Moradora de Londrina, Paraná, Janaína havia tido um check-up perfeito em janeiro de 2019, sendo incentivada a planejar o segundo filho. No entanto, um mês depois, sintomas como náuseas a alertaram. Uma intuição a fez procurar as guias de exames de mama e transvaginal guardadas no porta-luvas. Ao realizar a ultrassonografia, a expressão da médica revelou a gravidade da situação: um tumor “horrível” e com características malignas.

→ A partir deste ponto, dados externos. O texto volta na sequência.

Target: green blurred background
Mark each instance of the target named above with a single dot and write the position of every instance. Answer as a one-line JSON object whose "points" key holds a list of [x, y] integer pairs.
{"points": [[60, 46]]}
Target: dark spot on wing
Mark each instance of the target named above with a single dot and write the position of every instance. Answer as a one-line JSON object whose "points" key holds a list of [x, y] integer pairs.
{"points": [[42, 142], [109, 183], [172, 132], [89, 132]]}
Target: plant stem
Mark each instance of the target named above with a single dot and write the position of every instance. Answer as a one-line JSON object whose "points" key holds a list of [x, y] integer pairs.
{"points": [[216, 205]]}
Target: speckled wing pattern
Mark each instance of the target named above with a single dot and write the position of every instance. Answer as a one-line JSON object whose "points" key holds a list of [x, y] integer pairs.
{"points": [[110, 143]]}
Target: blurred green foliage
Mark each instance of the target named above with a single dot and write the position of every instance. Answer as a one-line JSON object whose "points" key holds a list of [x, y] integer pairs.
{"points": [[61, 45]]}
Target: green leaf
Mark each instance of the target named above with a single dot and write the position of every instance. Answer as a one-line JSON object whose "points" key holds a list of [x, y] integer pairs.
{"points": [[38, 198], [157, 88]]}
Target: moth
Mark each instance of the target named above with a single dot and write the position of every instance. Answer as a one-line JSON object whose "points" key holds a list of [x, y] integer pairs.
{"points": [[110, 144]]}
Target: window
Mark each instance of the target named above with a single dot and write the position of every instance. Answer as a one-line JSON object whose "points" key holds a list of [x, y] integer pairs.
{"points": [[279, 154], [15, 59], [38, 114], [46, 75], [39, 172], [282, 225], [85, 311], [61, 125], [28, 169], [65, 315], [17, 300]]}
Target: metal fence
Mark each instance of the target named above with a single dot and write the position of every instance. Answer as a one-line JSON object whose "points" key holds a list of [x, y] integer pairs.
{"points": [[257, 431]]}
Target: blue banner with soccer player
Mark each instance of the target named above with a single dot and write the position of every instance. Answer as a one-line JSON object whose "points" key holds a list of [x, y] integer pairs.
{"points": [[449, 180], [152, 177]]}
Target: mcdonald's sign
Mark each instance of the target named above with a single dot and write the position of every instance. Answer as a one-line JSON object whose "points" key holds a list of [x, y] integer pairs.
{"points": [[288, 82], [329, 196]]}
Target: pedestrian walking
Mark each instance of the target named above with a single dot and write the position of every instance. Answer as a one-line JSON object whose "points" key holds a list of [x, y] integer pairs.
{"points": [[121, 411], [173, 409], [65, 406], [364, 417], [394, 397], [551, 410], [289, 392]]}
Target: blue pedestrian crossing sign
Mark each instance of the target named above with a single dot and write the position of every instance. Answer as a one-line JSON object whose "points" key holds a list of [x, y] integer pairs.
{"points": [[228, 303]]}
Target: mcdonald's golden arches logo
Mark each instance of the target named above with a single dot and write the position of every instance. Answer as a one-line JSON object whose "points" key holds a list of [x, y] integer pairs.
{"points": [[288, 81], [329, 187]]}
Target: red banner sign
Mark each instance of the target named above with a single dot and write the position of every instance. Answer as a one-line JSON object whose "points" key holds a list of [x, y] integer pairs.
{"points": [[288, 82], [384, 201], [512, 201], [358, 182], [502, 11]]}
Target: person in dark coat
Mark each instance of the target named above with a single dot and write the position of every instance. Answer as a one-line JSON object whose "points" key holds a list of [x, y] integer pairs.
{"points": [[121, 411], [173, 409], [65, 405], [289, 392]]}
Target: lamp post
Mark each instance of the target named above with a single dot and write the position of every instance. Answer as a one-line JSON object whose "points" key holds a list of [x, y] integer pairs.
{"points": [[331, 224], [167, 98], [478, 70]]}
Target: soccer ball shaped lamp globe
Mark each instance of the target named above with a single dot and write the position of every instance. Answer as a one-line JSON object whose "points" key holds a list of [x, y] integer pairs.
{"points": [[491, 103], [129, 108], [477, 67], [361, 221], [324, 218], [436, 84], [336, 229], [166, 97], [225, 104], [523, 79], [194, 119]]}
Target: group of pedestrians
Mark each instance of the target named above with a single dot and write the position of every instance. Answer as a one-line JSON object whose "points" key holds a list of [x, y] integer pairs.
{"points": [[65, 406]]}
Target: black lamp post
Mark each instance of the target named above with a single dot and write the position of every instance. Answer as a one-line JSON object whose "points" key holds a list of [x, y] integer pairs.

O então marido, também médico, minimizou a descoberta por telefone, dizendo: “Pare de procurar doença. Pode sair daí. Eu rasgo o meu CRM e deixo de ser médico. Você não tem doença nenhuma.” Apesar da relutância inicial, a confirmação do câncer dias depois fez com que ele acionasse um colega para obter uma segunda opinião, que ressaltou a urgência. Janaína, com a roupa do corpo e duas malas – dela e do filho – partiu para São Paulo, onde foi acolhida na casa dos pais. Os exames e a consulta com o oncologista, realizados em São Paulo, tiveram de ser custeados pela família, dado que seu plano de saúde só operava em Londrina, somando aproximadamente R$ 10 mil em despesas numa única semana.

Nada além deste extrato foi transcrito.